Glencore, la multinationale qui réclame 230 millions de dollars à la Samir
Lundi 16 mars, à l'occasion d'une audience tenue au tribunal de commerce de Casa, le célèbre trader international a fait valoir que la Samir lui doit 230 M de dollars. Elle s'est dit néanmoins prête à participer au sauvetage de la première raffinerie marocaine, et même à lui accorder "un rééchelonnement de sa dette, mais sous conditions."
La Samir croule sous les dettes, un fait que la société Glencore Energy Uk, multinationale de négoce de matière première, n'a pas manqué de rappeler.
Lundi 16 mars, à l'occasion d'une audience tenue en chambre du conseil, au tribunal de commerce de Casablanca, l'entreprise britannique a fait valoir qu'à l'heure actuelle, la Samir lui doit 230 M de dollars, soit à peu près 2,2 MMDH. Le document présenté par Glencore au tribunal comporte deux éléments:
1. La Samir, dans un dossier déposé le 7 mars auprès du tribunal, annonçait que Glencore était d'accord pour trouver un arrangement sur les anciennes dettes et renouveler le partenariat sur la base d'un accord de préfinancement. Glencore a tenu à préciser que cet accord de principe ne l'engage pas et qu'à l'époque, elle ne connaissait pas avec précision la situation d'endettement de la Samir.
2. Cela étant dit et malgré les difficultés de la Samir, Glencore tient à affirmer qu'elle ets prête à accompagne toute possibilité ou action de redressement ou de sauvetage. En d'autres termes, Glencore souhaite que la raffinerie soit préservée et est prête à accompagner toute action en ce sens.
Selon un document consulté par Médias24, la dette de la Samir qui est de 230 millions de dollars à l'égard de Glencore, résulte des divers contrats d'approvisionnement et de financement de matières premières, conclus entre les deux entreprises. Le montant invoqué, qui par ailleurs n'inclut pas les intérêts de retard, place ainsi Glencore parmi les trois premiers créanciers de la Samir.
Avec la Samir, Glencore avait entamé, au printemps 2015, une série de négociations tendant au sauvetage du raffineur. L'objectif était d'aider celui-ci à dépasser "ce que l'on croyait être une simple crise de court ou moyen terme, due à des problèmes de liquidités engendrés par la baisse mondiale des cours de pétrole."
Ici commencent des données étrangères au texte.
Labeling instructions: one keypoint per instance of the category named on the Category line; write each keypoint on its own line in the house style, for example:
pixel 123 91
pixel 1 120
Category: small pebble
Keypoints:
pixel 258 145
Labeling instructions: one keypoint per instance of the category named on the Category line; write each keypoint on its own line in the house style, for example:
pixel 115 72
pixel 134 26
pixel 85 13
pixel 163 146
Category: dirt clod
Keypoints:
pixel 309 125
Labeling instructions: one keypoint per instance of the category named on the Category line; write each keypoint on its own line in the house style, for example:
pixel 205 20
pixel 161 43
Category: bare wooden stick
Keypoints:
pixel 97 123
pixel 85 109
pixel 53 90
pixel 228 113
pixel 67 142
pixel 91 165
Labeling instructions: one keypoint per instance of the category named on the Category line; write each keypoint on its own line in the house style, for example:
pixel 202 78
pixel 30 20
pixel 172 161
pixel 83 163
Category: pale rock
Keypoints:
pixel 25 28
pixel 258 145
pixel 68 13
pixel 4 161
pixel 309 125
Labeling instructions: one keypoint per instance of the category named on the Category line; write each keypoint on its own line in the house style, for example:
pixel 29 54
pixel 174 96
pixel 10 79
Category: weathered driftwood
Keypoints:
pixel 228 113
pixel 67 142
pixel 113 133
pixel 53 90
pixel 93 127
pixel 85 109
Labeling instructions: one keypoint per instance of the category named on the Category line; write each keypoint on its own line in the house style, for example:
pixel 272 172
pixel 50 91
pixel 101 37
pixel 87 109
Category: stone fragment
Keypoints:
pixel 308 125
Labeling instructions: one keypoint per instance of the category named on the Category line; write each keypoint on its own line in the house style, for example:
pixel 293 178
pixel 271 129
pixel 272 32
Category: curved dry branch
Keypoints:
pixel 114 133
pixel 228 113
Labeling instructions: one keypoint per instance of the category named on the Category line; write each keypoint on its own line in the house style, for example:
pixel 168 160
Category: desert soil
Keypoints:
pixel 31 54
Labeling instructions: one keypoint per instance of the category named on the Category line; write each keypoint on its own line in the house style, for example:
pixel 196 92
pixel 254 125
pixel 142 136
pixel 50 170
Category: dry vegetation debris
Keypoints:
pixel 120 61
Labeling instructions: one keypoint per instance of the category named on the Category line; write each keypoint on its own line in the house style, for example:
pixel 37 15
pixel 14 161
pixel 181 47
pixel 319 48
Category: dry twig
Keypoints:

Les tractations avaient, dès lors, débouché sur un préaccord (non obligatoire) entre les parties, tendant à "refinancer l'activité de la Samir et à rééchelonner une parties de ses dettes". Seulement, s'étant rendue compte de la véritable ampleur de la crise de la Samir, Glencore a finalement conclu à l'impossibilité de concrétiser ce pré-accord.
Glencore rappelle que, durant la période 2013/2015, elle avait fourni à la Samir quelque 15 millions de barils de pétrole brut. En contrepartie, elle en a acheté pour 8 millions de produits pétroliers raffinés par l'entreprise marocaine. Ces échanges font de Glencore le premier client de la Samir au niveau des exportations et son deuxième fournisseur en matières premières.
La multinationale s'est illustrée comme l'un des partenaires majeurs de la Samir et ce avant que celle-ci ne se substitue à "La Société chérifienne de pétrole" (SCP). Ainsi, depuis 30 ans, le chiffre d'affaires entre les deux entreprises a dépassé, toujours selon le document, 5 milliards de dollars américains.
La Samir est-elle en passe de perdre un appui d'importance? Cela dépend de la décision du tribunal de commerce, prévue pour le 21 mars prochain. Cette décision impliquera soit la liquidation, soit le redressement.
Dans ce deuxième cas, Glencore s'est dite prête à participer au sauvetage de la raffinerie marocaine et même à lui accorder "un rééchelonnement de sa dette, mais sous certaines conditions." Bref, Glencore aimerait sécuriser sa créance et garder son client. C'est légitime.